Note for international readers: TI (“Telematikinfrastruktur”) is Germany’s federally regulated health information exchange — a closed, certified network for medical practices, hospitals, and pharmacies. KBV is the National Association of Statutory Health Insurance Physicians, which sets IT-security baseline requirements for outpatient practices. The principles described here apply to comparable regulated medical networks elsewhere (HIPAA technical safeguards, NHS DSP toolkit etc.) with adjusted terminology.

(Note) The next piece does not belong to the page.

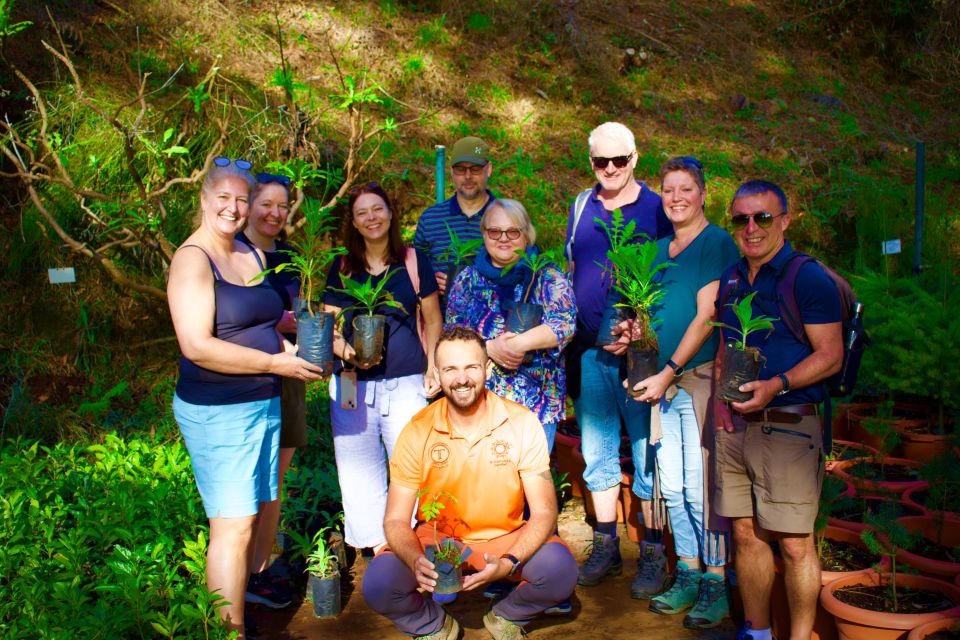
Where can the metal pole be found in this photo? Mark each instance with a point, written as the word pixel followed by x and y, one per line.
pixel 918 221
pixel 441 164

This article describes what KBV requirements demand of practice networks, how OPNsense implements them, and where the line runs between OPNsense responsibility and TI responsibility.

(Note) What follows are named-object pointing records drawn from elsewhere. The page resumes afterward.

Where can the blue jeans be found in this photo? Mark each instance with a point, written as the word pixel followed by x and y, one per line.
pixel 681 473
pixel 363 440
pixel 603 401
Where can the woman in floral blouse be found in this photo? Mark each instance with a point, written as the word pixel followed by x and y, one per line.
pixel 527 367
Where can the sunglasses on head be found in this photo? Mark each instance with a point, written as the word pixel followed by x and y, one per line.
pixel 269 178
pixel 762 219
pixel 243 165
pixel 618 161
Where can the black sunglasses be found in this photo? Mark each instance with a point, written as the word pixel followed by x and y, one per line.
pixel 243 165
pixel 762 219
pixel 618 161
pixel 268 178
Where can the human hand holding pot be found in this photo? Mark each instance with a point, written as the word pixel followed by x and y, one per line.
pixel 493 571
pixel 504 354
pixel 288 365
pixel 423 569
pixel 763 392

What the KBV Prescribes — Briefly

The KBV IT Security Guideline (under § 75b German Social Security Code Book V) has been binding since 2021. It lists requirements in stages — depending on practice size — and contains several concrete points on the network side. At the core:

• Separation between practice LAN, TI connectivity, and guest Wi-Fi
• Firewall with logging of connections
• Encryption of sensitive data transmissions (mail, practice management system updates etc.)
• Secure patch management of devices in the practice network
• Defined TI connections — only necessary connections allowed

Important: the guideline is technology-neutral. It does not say “you need OPNsense”, it says “you need a firewall with the following properties”. OPNsense fulfils these properties fully.

Typical Practice Topology

For a standard medical practice we recommend a four-zone architecture:

Zone	VLAN	Devices	Internet	Other zones
TI network	VLAN 10	TI connector, card readers	Only to TI aggregator	Only via connector
Practice LAN	VLAN 20	PMS server, doctor PCs, printers	Defined (PMS updates, gematik CMS, KBV portals)	To connector
Diagnostic VLAN	VLAN 30	X-ray, ultrasound, ECG	Only manufacturer updates	To PMS server (read)
Guest Wi-Fi	VLAN 99	Patient waiting-room Wi-Fi	Open	None

TI components must be in their own network. This is not a matter of taste — gematik requires it, and KBV underlines it.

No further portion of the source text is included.